There was one ugly thought which she had to speak because it would haunt her mind anyway. “Did Shaw spend it?”
“No—the solicitor says definitely not. Clemency herself paid huge drafts to all kinds of people—individuals and societies.”
“Whatever for?” said Charlotte, although the beginning of an idea was plain in her mind, as she could see that it was in his also. “Housing reform?”
“Yes—most of it that the solicitor knew about, but there is a great deal he cannot trace—to individuals he has never heard of.”
“Are you going to find them?”
“Of course. Although I don’t think it has anything to do with the fire. I still believe that was intended for Shaw, although I haven’t even the beginning of proof as to why.”
“And Amos Lindsay?”
He shrugged. “Because he knew, or guessed, who was responsible; perhaps from something Shaw said, without realizing its significance himself. Or even uglier and perhaps more likely, whoever it is is still after Shaw, and that fire was a failed attempt to kill him also.” He pulled his muffler off the hook and put it around his neck, the ends hanging loosely. “And of course it is still not impossible Shaw set them himself: the first to kill Clemency, the second to kill Lindsay because in some way he had betrayed himself to him—or feared he had.”
“That’s vile!” she said fiercely. “After Lindsay had been his closest friend. And why? Why should Shaw murder Clemency? You just said there was no money to inherit.”
He hated saying it, and the revulsion showed in his face as he formed the words. “Precisely because there is no money. If it was all gone,
and he needed more, then Flora Lutterworth was young, very pretty and the sole heiress to the biggest fortune in Highgate. And she is certainly very fond of him—to the point where it is the cause of local gossip.”
“Oh,” she said very quietly, unable to find anything to refute what he said, although she refused to believe it unless there was inescapable proof.
He kissed her very gently, and she knew he understood what she felt, and shared it. Then he left, and she turned immediately and went upstairs to dress for the day’s journey with Emily, Jack and Gracie.
It took all morning to trace the management company, and a mixture of evasions and trickery to elicit from them the name of the solicitors, this time a highly reputable firm in the City which took care of the affairs of the company which actually owned the properties in Lisbon Street, and also several others.
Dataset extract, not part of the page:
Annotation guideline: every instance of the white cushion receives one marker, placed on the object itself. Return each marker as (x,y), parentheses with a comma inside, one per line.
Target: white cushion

At two o’clock they were all seated in the warm and extremely comfortable offices of Messrs Warburg, Warburg, Boddy and Boddy, awaiting Mr. Boddy Senior’s return from an extended luncheon with a client. Grave young clerks perched on stools writing in perfect copperplate script on documents of vellum, which had scarlet seals dangling from them. Errand boys scurried on silent feet, discreet and obedient, and a wrinkled man in a stiff, winged collar kept a careful eye on them, never moving from his wooden chair behind the desk. Gracie, who had never been in an office of any sort before, was fascinated and her eyes followed every movement.
Eventually Mr. Boddy returned, he was silver-haired, smooth-faced, impeccably bland in voice and manner. He disregarded the women and addressed himself solely to Jack. It seemed he had not moved with the times and recognized that women now had a legal entity. To him they were still appendages to a man’s property: his pleasure possibly, his responsibility certainly, but not to be informed or consulted.
Charlotte bristied and Emily took a step forward, but Jack’s hand stayed her and as a matter of tactics she obeyed. In the last two days she had learned a quite new respect for his ability to read character and to obtain information.